È l’idea stessa di “confine” che viene messa sotto accusa, insieme a quella di proprietà, sia privata che pubblica:

Rousseau diceva che il più grande delinquente che sia nato è quello che ha detto “questa cosa è mia”. Ma esiste un delinquente ancora più grande, Romolo, che disse “questo confine è mio”.

Anche qui, il “confine” è inteso, declinato, in un’accezione negativa, come limes, insieme di fortificazioni pensate in chiave difensiva ed offensiva, tralasciando il fatto che non può esserci democrazia senza confine. Che si tratti dell’antica democrazia ateniese o della futuribile democrazia europea, il confine delimita sempre lo spazio entro cui si esercitano determinati diritti, quelli che stanno alla base del “contratto sociale”, per rimanere a Rousseau, ovvero del patto costituzionale, per usare un’espressione più moderna. Confine non come recinto etnico, linguistico, religioso, ma come perimetro entro il quale il popolo esercita la sua sovranità. Sul piano economico, lo spazio entro cui lo Stato è in grado di esercitare la sua funzione redistributiva, perequativa.

Cose ormai superate, secondo Negri, “ipotesi che restano confinate nell’agonia del secolo breve“. Ma: pur ammettendo che tali, semplici, considerazioni sarebbero da ostacolo alla comprensione di cosa è successo “tra il Novecento ed oggi”, rendendoci ostaggi di una antistorica distinzione tra “socialismo statale e nazionale e liberismo proprietario e privato”, quale sarebbe l’alternativa? “La riappropriazione del comune”, suggerisce Negri.

Niente di nuovo, se pensiamo alla società di “liberi produttori associati” di cui Marx iniziò a parlare già nei “Manoscritti economico-filosofici”. Si tratta di una visione della democrazia, se così si può definire, che fa a meno della mediazione statale e dei suoi istituti di rappresentanza, ponendo al centro i produttori, finalmente liberati dallo “sfruttamento proprietario ed estrattivo di valore”.

Il “comune”, dunque. Un concetto, tuttavia, che perde ogni valore nell’ambito dell’organizzazione capitalistica della produzione e degli scambi. Anche la semplice difesa dei “beni comuni” (acqua, natura, ecc.) è difficile in tale quadro. E cambiare tale “stato di cose” richiede potere, forza politica, Stato.

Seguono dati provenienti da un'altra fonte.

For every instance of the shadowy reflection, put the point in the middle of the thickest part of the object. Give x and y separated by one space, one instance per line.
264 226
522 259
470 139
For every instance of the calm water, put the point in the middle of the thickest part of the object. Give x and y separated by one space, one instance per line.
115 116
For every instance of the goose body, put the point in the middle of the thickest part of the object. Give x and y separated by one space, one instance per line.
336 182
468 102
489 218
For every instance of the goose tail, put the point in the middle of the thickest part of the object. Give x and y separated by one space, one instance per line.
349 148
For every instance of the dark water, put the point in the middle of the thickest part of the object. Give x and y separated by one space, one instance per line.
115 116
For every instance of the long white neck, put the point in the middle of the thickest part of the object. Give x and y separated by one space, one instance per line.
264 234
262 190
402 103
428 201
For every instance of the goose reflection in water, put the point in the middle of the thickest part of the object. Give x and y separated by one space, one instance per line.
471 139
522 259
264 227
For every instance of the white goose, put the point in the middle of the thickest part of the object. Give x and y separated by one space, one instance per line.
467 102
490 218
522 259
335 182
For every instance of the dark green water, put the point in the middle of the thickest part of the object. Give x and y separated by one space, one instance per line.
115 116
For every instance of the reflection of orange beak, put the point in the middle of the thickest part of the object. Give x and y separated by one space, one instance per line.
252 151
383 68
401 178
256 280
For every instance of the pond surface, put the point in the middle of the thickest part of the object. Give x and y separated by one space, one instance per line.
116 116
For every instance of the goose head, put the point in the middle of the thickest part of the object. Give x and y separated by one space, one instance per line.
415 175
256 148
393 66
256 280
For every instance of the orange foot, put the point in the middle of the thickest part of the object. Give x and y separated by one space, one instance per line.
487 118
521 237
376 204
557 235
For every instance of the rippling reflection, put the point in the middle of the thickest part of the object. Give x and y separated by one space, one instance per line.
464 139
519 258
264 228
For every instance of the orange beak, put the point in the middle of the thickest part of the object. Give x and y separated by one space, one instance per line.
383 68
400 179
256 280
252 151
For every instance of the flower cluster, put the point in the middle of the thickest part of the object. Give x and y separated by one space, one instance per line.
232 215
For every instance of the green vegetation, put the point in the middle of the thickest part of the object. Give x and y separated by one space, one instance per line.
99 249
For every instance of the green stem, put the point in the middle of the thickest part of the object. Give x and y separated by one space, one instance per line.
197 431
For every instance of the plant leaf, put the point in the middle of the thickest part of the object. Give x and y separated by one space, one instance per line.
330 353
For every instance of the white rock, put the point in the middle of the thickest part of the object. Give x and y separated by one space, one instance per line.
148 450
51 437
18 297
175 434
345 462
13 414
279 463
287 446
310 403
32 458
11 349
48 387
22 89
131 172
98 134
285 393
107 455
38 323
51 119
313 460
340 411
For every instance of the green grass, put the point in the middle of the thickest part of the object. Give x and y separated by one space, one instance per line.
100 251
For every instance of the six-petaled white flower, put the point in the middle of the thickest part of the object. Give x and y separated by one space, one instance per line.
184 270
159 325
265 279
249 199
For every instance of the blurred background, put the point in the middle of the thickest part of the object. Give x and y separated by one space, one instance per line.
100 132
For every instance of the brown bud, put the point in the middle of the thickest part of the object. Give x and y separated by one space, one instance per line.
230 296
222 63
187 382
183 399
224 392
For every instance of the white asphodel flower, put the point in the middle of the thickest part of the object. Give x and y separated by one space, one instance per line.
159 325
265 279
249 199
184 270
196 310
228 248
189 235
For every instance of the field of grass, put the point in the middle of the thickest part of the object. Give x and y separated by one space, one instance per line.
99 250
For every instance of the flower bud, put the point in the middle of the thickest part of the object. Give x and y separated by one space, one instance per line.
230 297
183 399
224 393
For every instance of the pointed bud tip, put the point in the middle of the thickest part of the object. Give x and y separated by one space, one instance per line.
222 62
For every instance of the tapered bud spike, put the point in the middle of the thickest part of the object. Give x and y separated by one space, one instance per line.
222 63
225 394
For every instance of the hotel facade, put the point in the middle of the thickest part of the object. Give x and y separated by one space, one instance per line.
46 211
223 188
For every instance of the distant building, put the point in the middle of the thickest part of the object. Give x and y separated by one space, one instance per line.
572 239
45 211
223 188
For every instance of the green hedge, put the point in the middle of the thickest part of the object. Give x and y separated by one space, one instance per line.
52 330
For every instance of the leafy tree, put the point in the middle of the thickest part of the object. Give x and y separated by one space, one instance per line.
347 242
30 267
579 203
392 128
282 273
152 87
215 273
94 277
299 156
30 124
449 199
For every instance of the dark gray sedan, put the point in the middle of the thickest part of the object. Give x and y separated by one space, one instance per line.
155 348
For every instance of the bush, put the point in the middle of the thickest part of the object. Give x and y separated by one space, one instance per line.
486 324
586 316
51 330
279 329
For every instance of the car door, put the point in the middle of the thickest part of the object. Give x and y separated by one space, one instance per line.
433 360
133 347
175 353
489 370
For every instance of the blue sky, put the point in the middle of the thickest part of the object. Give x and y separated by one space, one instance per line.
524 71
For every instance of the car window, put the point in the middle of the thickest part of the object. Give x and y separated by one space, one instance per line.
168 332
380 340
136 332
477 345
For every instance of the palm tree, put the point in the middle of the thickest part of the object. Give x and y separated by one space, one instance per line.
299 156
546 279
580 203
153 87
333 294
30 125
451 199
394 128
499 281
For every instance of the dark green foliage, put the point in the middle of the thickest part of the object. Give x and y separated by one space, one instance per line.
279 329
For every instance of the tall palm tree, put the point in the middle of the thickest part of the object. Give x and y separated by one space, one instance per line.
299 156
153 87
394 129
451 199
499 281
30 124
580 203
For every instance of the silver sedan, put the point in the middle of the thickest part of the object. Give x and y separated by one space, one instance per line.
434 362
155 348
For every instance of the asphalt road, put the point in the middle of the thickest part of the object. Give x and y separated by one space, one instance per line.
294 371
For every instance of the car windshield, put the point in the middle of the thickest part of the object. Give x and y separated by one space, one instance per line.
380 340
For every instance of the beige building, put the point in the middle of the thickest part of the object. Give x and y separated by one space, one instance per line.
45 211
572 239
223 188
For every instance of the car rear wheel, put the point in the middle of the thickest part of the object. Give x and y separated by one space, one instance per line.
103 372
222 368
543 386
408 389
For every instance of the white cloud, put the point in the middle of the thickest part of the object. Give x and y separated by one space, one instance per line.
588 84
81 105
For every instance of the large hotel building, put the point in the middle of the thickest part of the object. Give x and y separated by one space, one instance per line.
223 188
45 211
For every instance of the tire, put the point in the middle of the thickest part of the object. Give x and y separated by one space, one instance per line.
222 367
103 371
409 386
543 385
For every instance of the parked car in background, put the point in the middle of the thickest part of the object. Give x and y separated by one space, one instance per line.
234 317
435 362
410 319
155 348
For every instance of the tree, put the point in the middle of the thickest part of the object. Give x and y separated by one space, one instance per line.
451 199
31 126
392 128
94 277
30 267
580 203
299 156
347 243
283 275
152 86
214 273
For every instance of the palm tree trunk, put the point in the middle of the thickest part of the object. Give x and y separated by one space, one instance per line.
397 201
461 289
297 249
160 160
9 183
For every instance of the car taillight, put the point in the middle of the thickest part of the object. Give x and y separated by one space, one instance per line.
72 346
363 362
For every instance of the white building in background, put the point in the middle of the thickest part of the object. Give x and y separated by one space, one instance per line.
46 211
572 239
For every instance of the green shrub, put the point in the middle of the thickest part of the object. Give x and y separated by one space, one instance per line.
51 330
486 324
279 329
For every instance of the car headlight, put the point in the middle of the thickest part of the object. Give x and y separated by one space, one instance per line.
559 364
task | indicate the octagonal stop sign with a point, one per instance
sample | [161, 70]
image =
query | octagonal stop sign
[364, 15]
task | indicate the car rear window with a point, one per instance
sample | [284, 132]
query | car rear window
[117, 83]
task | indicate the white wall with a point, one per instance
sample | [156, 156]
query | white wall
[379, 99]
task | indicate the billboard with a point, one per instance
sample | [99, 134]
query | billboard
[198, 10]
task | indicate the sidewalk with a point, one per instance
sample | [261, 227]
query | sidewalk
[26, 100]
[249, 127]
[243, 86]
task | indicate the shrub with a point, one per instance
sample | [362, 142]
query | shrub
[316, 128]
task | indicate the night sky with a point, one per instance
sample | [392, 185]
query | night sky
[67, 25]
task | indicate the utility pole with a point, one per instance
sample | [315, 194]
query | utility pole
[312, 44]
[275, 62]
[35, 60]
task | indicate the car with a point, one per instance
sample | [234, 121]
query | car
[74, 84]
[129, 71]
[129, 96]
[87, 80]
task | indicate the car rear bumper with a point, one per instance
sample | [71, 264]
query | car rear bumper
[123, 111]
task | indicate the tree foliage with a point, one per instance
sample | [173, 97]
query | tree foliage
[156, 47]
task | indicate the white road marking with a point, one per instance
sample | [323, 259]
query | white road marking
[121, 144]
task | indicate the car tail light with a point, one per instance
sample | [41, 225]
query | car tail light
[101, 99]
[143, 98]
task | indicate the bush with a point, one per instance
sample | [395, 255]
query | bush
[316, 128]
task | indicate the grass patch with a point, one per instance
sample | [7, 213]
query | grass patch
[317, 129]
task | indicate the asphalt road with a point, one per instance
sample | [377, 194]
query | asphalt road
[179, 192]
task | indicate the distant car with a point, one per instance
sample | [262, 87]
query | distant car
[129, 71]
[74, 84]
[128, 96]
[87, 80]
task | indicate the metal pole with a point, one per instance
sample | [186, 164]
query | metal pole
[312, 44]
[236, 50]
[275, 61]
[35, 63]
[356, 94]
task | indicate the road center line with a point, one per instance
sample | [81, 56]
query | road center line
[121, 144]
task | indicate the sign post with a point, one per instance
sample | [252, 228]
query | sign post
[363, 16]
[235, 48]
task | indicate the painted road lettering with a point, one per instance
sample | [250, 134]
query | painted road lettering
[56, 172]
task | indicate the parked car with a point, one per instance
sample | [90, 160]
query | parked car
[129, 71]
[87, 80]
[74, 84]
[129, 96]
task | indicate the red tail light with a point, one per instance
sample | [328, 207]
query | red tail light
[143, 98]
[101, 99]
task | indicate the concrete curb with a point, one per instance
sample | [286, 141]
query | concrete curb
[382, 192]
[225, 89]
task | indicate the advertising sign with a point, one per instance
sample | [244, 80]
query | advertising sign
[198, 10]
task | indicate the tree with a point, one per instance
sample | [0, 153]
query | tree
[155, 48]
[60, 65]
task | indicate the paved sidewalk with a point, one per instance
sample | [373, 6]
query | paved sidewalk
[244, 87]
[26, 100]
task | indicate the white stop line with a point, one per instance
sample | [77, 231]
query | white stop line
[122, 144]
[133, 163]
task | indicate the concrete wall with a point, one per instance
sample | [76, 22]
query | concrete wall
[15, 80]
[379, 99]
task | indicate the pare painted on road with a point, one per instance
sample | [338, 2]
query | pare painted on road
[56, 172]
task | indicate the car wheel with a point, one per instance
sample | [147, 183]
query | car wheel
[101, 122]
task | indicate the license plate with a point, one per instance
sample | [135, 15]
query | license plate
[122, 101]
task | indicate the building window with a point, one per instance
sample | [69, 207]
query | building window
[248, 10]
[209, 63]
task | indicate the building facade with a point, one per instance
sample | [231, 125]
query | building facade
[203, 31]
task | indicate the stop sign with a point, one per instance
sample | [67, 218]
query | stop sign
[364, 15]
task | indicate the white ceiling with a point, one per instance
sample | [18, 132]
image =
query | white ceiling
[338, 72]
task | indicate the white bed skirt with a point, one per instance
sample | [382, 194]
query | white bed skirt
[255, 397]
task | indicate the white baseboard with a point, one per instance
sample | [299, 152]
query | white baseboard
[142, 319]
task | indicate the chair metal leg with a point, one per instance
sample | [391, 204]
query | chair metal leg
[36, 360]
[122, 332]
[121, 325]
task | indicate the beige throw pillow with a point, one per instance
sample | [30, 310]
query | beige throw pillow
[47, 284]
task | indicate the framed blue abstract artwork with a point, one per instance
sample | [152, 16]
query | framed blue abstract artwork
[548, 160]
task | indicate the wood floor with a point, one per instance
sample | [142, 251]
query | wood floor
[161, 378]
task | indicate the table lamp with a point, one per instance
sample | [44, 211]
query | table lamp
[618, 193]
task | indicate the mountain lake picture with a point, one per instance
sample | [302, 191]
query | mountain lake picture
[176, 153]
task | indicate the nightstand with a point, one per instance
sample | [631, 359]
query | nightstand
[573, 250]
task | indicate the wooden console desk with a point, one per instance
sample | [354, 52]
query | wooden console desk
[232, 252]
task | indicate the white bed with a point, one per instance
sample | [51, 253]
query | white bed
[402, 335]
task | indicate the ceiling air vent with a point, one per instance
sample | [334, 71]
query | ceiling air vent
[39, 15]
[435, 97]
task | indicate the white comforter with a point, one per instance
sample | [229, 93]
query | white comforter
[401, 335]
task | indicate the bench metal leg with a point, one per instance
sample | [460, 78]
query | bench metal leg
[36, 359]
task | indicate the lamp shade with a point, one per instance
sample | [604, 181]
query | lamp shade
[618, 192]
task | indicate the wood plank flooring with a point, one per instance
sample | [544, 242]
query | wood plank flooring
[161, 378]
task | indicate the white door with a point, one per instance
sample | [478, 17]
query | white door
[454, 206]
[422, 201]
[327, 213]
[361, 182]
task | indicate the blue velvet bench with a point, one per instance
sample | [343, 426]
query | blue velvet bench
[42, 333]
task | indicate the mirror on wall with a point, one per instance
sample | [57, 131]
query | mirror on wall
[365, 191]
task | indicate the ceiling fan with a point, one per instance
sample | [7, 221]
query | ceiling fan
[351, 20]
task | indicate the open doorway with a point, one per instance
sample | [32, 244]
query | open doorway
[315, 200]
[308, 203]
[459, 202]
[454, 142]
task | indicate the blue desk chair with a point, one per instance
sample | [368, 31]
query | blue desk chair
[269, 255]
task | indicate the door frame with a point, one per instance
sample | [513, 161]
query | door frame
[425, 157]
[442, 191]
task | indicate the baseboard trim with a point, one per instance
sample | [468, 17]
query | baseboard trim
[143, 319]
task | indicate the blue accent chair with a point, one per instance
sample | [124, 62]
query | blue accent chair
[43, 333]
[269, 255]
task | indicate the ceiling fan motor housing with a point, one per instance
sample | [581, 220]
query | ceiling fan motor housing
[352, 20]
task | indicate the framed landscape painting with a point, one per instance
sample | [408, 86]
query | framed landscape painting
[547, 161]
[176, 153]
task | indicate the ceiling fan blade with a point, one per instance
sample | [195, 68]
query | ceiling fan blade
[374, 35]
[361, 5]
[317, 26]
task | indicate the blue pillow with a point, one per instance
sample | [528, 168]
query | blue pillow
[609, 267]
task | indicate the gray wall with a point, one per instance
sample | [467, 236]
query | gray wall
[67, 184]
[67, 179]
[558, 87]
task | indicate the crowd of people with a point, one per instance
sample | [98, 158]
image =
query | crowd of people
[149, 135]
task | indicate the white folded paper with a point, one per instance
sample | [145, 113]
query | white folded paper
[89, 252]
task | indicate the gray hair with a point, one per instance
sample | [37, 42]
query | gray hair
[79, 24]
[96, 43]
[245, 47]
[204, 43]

L’intervista si chiude con un monito, condivisibile: “Il problema è il comando della finanza. Il palazzo d’inverno oggi sono le banche centrali”. Certamente, perché le banche centrali sono oggi, più o meno, indipendenti dal potere politico, dai governi, dagli Stati, e sono funzionali all’ordine neo-liberista. In Europa, addirittura, si è realizzato il capolavoro della totale, assoluta, indipendenza della Bce e della sua transnazionalizzazione. Un caso unico al mondo, che ha fatto del Vecchio continente un laboratorio delle teorie monetariste più radicali.